The answer appears to be very simple, at least to me. Every person wants to be special. Every person has special traits and talents, and the process of developing those talents is one that people benefit personally from, as they apply themselves in society for the inspiration and enlightenment of others. It’s actually a process of positive integration in society. The problem arrives when one begins to build walls to contain the “specialness” and keep others out. To a certain degree, we all need boundaries to keep ourselves safe and contained, but in Israel’s case, its history is actually a robbing of the land and lives of others, denying that they too are special – indeed sometimes denying they even exist. When one does this on behalf of one’s “specialness”, one has to be a very good trick-artist to avoid the backlash that will come when people begin recognizing that this is not that special, that it’s a bullying of others for the sake of one’s own exclusivity. For many decades, Israel has managed to keep at bay the reaction to this violence, and regard the backlash as an expression of the pathological Anti-Semitism, thus turning the reaction around in a propaganda boomerang, to garner further support for its continuing subjugation. But there are signs that indicate that the “anti-Semitism” cry is becoming worn out in its effect, as it has been used so many times and so reflexively. It is not “special” to feel anger, or even hate, towards a bully. This is a very natural reaction, especially if you are one of those being bullied, or, mark this, if you happen to have the emotional capacity to feel empathy with them.

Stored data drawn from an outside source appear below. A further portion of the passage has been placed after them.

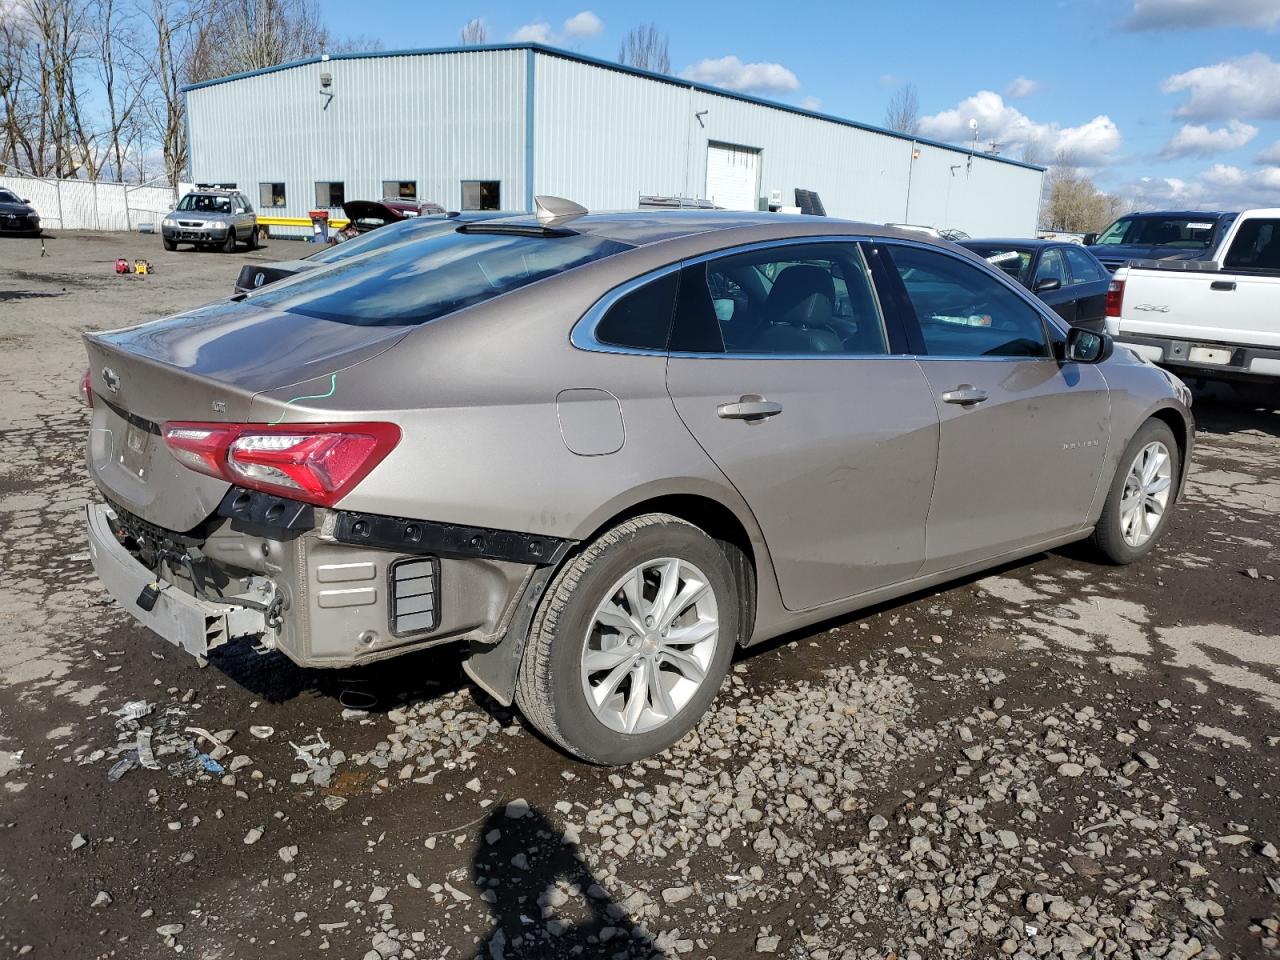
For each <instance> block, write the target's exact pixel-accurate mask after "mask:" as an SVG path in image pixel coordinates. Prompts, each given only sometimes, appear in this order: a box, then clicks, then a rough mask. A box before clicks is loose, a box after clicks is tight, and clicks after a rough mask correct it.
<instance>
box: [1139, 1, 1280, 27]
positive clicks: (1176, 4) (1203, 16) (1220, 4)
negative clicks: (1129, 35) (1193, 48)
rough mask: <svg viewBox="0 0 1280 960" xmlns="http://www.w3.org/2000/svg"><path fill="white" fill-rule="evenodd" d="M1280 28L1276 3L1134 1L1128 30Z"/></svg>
mask: <svg viewBox="0 0 1280 960" xmlns="http://www.w3.org/2000/svg"><path fill="white" fill-rule="evenodd" d="M1277 24H1280V5H1277V4H1276V1H1275V0H1133V13H1132V14H1130V17H1129V19H1128V20H1125V23H1124V26H1125V29H1196V28H1203V27H1261V28H1266V29H1274V28H1275V27H1276V26H1277Z"/></svg>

The case of Israel is showing us, in our very age and times, how the response of Jews, informed by their own self-generated self-perception of being “special”, in its extreme of “self-protection”, brings a people to a state of collective madness, where the normal self-regulating mechanisms of questioning the rationality of the collective self-view are rendered useless, as the self-congratulatory and self-protective responses gain a life of their own, and the perceiver is not able to see beyond the mirror of self-deception.

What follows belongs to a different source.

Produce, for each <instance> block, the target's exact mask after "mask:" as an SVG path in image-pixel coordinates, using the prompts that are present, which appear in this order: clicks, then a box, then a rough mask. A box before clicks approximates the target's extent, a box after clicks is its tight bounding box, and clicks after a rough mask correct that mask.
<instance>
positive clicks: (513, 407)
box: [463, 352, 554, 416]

This is a lesson for all Jews, as well as all others. We are not special. Any human can be brought to the abyss of nationalist absolutism and totalitarianism. Any religion can be applied in a way that accentuates the exclusivist ideological stream. Any nation can sink into the nadir of human existence, namely the ideological destruction of other humans. If Nazis were special in that sense, then we must conclude that there is some special ethnic element in Germans, which would thus prohibit Germany from becoming a decent nation. But history proves that no such thing exists. What conditions us most importantly is not our genes, but our societal upbringing, the culture we experience as we grow up and live our lives.
Jews are not bound to be persecuted eternally because of their genes. But if they let that thought haunt them to the degree of uncontrolled survivalist frenzy, they will no doubt be undermining their own future and fulfilling the next doom prophecy by their next lashing out against it.

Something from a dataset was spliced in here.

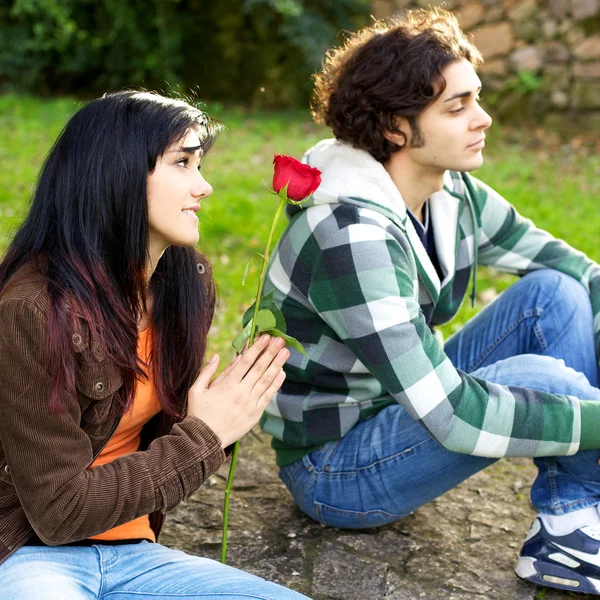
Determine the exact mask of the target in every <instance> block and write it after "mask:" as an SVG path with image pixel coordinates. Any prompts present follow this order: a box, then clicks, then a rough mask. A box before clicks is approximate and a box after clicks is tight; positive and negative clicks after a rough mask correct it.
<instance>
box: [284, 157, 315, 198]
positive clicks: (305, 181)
mask: <svg viewBox="0 0 600 600" xmlns="http://www.w3.org/2000/svg"><path fill="white" fill-rule="evenodd" d="M273 164H274V165H275V167H274V169H273V189H274V190H275V191H276V192H277V193H279V192H280V190H281V189H282V188H283V187H285V185H286V184H287V183H288V182H289V185H288V188H287V197H288V198H289V199H290V200H293V201H295V202H300V201H302V200H304V199H305V198H308V197H309V196H310V195H311V194H312V193H313V192H314V191H315V190H316V189H317V188H318V187H319V186H320V185H321V171H319V169H315V168H313V167H309V166H308V165H305V164H302V163H301V162H299V161H297V160H296V159H295V158H292V157H291V156H283V155H282V154H276V155H275V158H274V159H273Z"/></svg>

We need another culture altogether. One that is peaceful, and that means first and foremost not exclusive. The elements and potential of that culture do exist in Judaism, but they have been overwhelmed by the militant element, which has formed a Sparta cult. We need a culture that can really integrate and contribute to peace in a modern world. You can’t do that by pretending you’re a developed nation with a boot on the head of a Palestinian.